The X1150 is one of a new breed of all-in-one devices from Lexmark. It’s much lower to the desk than previous machines of its type and looks like a squat, personal photocopier. With just four buttons and a power switch on its control panel, it’s very easy to use, relying heavily on the Windows or Macintosh drivers provided with it. All documentation, like the software, is on CD.
A single USB cable plugs in at the back to connect the X1150 to your PC and the two small ink cartridges, one black and the other tri-colour, clip in easily once you’ve hinged the scanning bed up on its red support strut. Paper feeds from a near-vertical tray at the rear to a pull-out tray at the front.
The device can print at up to 4,800 x 1,200dpi and scan at up to 600 x 1,200ppi (9,600ppi with interpolation), but in normal print the resolution is a lot lower. Even so, a five page Word document took 1minute 15 seconds to print, hardly the 10.5ppm claimed by Lexmark. Print speeds should be assisted by the device’s use of the faster USB 2 serial link.
There are several problems with the X1150, some due to its low cost, others due to mistakes in software design. The asking price of the device is so low that it’s perhaps not surprising it has to be connected to a computer, with that computer switched on, to be able to make a copy. Even so, it’s an inconvenience and one which even HP’s lowest priced all-in-ones don’t create.
There’s no real excuse, though, for not tying paper type to print quality in the device’s driver. In this, and all other new Lexmark units, when you set-up to print on glossy paper, costing up to a pound a sheet, the software doesn’t automatically select Best print quality, but by default leaves it at Normal. If you don’t notice and don’t manually set the print quality to Best, you effectively waste your media investment.

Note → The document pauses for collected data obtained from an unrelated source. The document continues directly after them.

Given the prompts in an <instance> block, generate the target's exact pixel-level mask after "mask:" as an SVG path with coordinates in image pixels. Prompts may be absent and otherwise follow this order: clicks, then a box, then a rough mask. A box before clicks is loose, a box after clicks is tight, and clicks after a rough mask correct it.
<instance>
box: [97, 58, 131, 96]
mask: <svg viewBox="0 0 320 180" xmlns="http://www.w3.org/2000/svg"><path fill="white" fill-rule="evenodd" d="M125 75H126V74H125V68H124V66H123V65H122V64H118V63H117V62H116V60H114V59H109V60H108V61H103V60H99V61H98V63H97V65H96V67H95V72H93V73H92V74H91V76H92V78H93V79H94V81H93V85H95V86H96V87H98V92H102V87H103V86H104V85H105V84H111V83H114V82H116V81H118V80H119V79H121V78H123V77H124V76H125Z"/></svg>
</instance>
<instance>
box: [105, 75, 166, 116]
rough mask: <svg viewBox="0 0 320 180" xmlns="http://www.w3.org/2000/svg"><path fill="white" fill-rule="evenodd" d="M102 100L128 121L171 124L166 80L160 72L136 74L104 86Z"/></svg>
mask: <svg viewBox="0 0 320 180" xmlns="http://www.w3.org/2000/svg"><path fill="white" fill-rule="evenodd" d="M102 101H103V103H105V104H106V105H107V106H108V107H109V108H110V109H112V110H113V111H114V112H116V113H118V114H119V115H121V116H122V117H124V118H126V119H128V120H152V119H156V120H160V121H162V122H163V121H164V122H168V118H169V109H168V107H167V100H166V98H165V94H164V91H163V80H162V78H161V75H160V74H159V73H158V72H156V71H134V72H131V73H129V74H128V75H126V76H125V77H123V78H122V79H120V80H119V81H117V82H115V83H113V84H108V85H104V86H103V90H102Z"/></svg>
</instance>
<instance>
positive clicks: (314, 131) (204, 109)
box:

And then there’s the X1150′s print quality. The company produced a new cartridge and head design last year, but although the cartridges are smaller than previously – one reason why the X1150 is such a low-profile device – there’s little noticeable improvement to the quality of prints. Plain paper, colour prints look fuzzy when compared with their competitors and you can clearly see the dither patterns. Photo prints are better, but still not up to the quality of Lexmark’s main rivals.